Now, let's take a glimpse from the mathematical point of view. If you've taken at least one math subject in your undergrad, I believe you should have heard of this term called central limit theorem. Huh?!? what's that?!? hehe, read here. I only know the basic. Basically, if you sum up m random numbers of the same property(mean, variance, etc) you'll end up with a random number with the property of normal distribution with mean m times the original mean and with variance m times the the original mean. So now, you have the ability to generate random number 1..5, and from this you're able to get some normally distributed random numbers, what's next? First, let's see the code to generate rand5 (implemented in matlab for laziness reason).

function r = rand5(m,n)
r = floor(5 * rand(m,n) + 1);
This code will generate a matrix of m row and n column of discrete random numbers. Let's see the code to generate rand7.

function r = rand7(n)
m = 1000;
sig = sqrt(2);
mu = 3;
temp = sum(rand5(m,n));
zn = (temp - m * mu)/(sig * sqrt(m));
x=0.5*erfc(-zn/sqrt(2));
r = floor(mod(x*70,7))+1;

The code above will generate a vector of n discrete random numbers 1..7.
So, how it works? The sig variable is obviously the standard deviation (sqrt of variance) of the random number generated by rand5, while mu is the mean of it which is 3 (correct? (1 + 2 + 3 + 4 + 5)/5 = ?). Now we call the rand5 to generate m by n matrix of it and sum it column by column, hence we get a vector of m number of rows and put it to variable temp. I put m to 1000 here(I know it s*cks and too large and not practical, but my purpose here is to learn something rite :p) such that it is large enough to generate a normal distribution with mean m * mu and standard deviation sig * sqrt(m). The next step is to convert it to standard normal distribution random number zn with mean 0 and standard deviation 1. Finally, convert it to uniform distribution by virtue of standard normal distribution cumulative distribution function(cdf). Again, another uncommon name. Well, basically in the program sense, cdf(x) gives the probabilty (from 0 to 1 obviously) that a random number generator will generate random number less or equal than x with some distribution (normal here) property. So here we get a uniform distribution which seems continous from 0 to 1 but actually it's discrete (and depends on m{that's why the larger the better, as I've told you}). The next step is trivial and obvious.
Now, by calling rand7 function so many times, we are able to generate so many random numbers that we could get a histogram of them.
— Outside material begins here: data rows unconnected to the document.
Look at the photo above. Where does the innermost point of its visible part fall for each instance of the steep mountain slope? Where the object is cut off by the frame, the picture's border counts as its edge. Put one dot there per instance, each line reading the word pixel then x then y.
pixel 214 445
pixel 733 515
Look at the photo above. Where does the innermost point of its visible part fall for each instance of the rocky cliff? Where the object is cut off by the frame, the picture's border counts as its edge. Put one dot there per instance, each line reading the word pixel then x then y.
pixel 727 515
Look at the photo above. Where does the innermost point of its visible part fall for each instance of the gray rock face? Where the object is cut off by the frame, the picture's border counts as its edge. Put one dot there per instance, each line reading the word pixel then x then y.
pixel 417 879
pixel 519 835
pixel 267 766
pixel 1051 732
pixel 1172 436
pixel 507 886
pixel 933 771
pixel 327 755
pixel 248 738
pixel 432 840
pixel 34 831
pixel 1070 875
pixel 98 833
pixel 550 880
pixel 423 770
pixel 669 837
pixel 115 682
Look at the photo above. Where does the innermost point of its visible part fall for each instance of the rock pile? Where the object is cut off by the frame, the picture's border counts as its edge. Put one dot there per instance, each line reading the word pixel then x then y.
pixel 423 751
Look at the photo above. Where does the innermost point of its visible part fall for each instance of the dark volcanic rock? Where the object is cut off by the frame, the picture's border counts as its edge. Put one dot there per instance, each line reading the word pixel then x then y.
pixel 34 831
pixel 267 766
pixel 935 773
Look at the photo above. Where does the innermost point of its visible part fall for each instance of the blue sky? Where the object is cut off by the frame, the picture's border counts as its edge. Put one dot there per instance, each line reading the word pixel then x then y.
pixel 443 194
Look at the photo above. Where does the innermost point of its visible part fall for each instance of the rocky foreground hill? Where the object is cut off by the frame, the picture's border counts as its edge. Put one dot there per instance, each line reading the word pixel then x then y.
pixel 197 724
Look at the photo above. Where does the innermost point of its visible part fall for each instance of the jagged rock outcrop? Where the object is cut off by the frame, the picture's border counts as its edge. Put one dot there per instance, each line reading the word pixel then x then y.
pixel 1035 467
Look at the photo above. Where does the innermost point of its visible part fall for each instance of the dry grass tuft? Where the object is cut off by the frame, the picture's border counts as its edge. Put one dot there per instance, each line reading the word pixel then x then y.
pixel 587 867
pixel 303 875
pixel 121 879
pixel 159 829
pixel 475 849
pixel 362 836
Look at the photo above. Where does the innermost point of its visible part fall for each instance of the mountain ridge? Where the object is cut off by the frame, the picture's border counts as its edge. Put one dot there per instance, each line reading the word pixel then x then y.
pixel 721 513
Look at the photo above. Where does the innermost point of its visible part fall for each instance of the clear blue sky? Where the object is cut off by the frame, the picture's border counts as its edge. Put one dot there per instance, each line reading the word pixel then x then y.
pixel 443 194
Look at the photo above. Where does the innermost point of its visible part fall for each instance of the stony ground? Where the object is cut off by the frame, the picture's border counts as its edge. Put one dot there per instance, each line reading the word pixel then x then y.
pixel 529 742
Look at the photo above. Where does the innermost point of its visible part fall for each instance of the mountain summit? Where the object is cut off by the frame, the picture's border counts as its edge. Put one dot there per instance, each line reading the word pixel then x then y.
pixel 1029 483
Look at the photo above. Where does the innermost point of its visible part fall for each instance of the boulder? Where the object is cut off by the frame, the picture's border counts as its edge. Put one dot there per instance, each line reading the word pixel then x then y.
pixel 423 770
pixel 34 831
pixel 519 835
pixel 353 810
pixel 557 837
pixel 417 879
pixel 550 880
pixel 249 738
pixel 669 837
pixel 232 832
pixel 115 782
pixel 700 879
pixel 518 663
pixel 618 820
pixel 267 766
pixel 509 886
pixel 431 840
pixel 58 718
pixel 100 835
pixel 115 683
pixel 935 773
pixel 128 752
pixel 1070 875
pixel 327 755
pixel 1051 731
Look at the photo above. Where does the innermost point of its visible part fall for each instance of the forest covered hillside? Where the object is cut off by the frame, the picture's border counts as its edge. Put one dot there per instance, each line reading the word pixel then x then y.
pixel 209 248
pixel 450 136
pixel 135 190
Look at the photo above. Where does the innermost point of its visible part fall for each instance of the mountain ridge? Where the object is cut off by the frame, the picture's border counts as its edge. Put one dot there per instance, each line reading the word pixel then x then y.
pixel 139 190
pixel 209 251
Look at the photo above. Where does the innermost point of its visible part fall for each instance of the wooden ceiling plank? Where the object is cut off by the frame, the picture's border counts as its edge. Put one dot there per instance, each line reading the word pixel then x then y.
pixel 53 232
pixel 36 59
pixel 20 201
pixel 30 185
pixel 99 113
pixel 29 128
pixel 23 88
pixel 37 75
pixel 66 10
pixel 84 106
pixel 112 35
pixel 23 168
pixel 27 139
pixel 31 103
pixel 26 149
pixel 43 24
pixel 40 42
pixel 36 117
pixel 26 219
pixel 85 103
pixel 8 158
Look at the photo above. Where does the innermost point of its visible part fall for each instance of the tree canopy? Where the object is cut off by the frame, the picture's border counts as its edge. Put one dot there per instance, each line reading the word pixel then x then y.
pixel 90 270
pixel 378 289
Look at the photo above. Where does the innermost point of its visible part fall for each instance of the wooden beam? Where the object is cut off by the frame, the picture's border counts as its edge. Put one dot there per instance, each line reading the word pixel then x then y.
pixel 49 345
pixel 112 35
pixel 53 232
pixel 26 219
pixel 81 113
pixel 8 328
First, let's see the histogram of zn.


As we can see, it is indeed normally distributed with mean 0 (obvious) and variance 1 (unless you're a statistic professor you can't readily see it).
Now, let's check the histogram of rand7.

As we can, not so obviously, see, it is indeed uniformly distributed with discrete integer state 1..7. Cool huh !?! Well, that's about it.
Anyway, this method will make you look knowledgeable and yet at the same time stupid and dumb (because of redundancy and not much logic in it) in front of your interviewer and in the end it's not fun at all as you couldn't "tease" your interviewer with it and it's actually not "harmless" if you don't code in matlab as it requires some matrix and vector optimization to speed up your code in such large numbers of array manipulation.

1 comment:

Ariya Hidayat said...

This is an interesting trick, particularly useful when rand5() is not guaranteed to be uniformly distributed.